Arnoullet languished in prison for four months, charged with complicity in the printing; but he finally persuaded the judges that he had been misled by Guéroult as to the character of the book, and having been set free returned to Geneva so as to be beyond further reach of the Inquisition. While his case was still pending, as he feared to become further incriminated, he wrote from prison to his agent Bertet  34 (then staying at Chatillon, about twenty-five miles west of Geneva), urging him to go to Frankfurt and destroy to the last leaf the books consigned to him there. 35 This was duly done, whereupon Bertet won praise from Calvin as a pious and upright man. 36 When Estienne on his part learned of the nature of the book and reported it to his friend Calvin, he will of course have destroyed whatever copies he still had at Geneva.
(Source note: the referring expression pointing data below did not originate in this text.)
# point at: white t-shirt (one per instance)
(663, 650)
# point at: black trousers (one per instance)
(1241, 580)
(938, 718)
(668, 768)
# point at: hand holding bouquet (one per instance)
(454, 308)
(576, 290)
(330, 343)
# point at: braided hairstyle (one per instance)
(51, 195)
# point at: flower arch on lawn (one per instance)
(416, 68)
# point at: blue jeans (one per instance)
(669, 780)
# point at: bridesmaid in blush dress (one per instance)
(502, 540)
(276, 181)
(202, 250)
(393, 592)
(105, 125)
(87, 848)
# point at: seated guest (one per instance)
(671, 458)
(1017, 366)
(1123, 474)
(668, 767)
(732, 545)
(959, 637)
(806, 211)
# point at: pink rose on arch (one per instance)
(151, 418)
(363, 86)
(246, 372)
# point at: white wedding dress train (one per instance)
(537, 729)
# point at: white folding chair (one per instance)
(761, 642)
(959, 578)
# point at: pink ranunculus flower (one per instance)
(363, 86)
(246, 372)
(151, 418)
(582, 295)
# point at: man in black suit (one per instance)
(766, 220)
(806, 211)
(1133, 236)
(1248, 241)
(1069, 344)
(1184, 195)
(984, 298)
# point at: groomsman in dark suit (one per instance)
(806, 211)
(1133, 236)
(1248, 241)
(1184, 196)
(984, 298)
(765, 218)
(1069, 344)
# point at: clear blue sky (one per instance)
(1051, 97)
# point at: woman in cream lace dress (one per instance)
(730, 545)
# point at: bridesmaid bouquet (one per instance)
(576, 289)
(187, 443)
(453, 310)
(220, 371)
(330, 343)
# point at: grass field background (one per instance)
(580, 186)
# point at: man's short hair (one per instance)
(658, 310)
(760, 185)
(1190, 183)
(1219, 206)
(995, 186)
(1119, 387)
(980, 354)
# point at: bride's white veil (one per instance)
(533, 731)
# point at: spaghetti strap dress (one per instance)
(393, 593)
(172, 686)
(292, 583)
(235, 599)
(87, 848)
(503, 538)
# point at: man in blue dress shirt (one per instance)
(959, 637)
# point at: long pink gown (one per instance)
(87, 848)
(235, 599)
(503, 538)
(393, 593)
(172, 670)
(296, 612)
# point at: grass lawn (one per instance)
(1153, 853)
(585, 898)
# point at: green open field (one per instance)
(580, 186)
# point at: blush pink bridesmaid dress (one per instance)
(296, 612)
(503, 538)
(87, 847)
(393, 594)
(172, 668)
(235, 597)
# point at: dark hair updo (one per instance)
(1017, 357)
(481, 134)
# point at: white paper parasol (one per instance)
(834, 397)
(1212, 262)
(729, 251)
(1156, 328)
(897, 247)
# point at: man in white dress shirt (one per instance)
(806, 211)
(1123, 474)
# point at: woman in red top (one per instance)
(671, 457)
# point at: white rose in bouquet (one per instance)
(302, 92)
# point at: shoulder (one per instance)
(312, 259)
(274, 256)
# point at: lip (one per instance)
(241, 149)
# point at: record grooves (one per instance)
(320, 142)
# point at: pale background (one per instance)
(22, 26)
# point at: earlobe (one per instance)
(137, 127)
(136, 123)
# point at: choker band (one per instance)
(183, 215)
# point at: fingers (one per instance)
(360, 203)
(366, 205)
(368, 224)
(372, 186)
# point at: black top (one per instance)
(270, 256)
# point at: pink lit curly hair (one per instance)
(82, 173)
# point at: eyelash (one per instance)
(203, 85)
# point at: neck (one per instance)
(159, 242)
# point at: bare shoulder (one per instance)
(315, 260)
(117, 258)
Moreover he sent his servant Thomas to Frankfurt with instructions to burn the copies still held there for the autumn fair; bearing also a letter from Calvin to the pastors of the Frankfurt church to make sure that this was faithfully done. 37 It is not known how many copies (if any) had been sold at the Easter fair at Frankfurt, or by Estienne at Geneva; and more copies may have gone into circulation than has been generally supposed; 38 but save for the few copies retained by the authorities, the work was so thoroughly suppressed that at the present day only three copies are known to be in existence. 39

The trial of Servetus went on for ten weeks after his escape, and the rest of April was spent in examining the documents in the case.40 The Inquisitor drew up an abstract of the principal errors in the Restitutio, and the case having been duly prepared and no defence offered, sentence was pronounced on June I7. 41 After reciting the evidence offered, and the flight of the accused, the sentence pronounced Servetus guilty by default, and fined him 1,000 livres tournois. 42 It was further ordered that as soon as he was arrested he should be taken with his books on a tumbril on the next market day to the place called Charneve43 and there be burned alive by slow fire; and meanwhile the sentence was to be executed on his effigy. His goods were confiscated, and eventually given to a Bishop, son of the Governor de Maugiron. 44 On the day appointed, therefore, his effigy and the five bales of books were taken as directed, the effigy was hanged on a gallows specially erected, and all was reduced to ashes. 45 The secular arm, seeing that Servetus had defaulted in the case, had not waited for an opinion from the ecclesiastical authorities, to whom it was customary in such cases to refer the question whether the accused were guilty of heresy. But the ecclesiastical judges continued their investigation, which was prolonged until late in December. Two days befnre Christmas they were ready with their verdict: that in view of all his writings that had been submitted for their examination, it was evident that Villanovanus46 was a very great heretic; and they declared his goods confiscated, and that any of his books yet found were to be burned.47 Eight weeks before this, Servetus had already been burned at the stake at Geneva.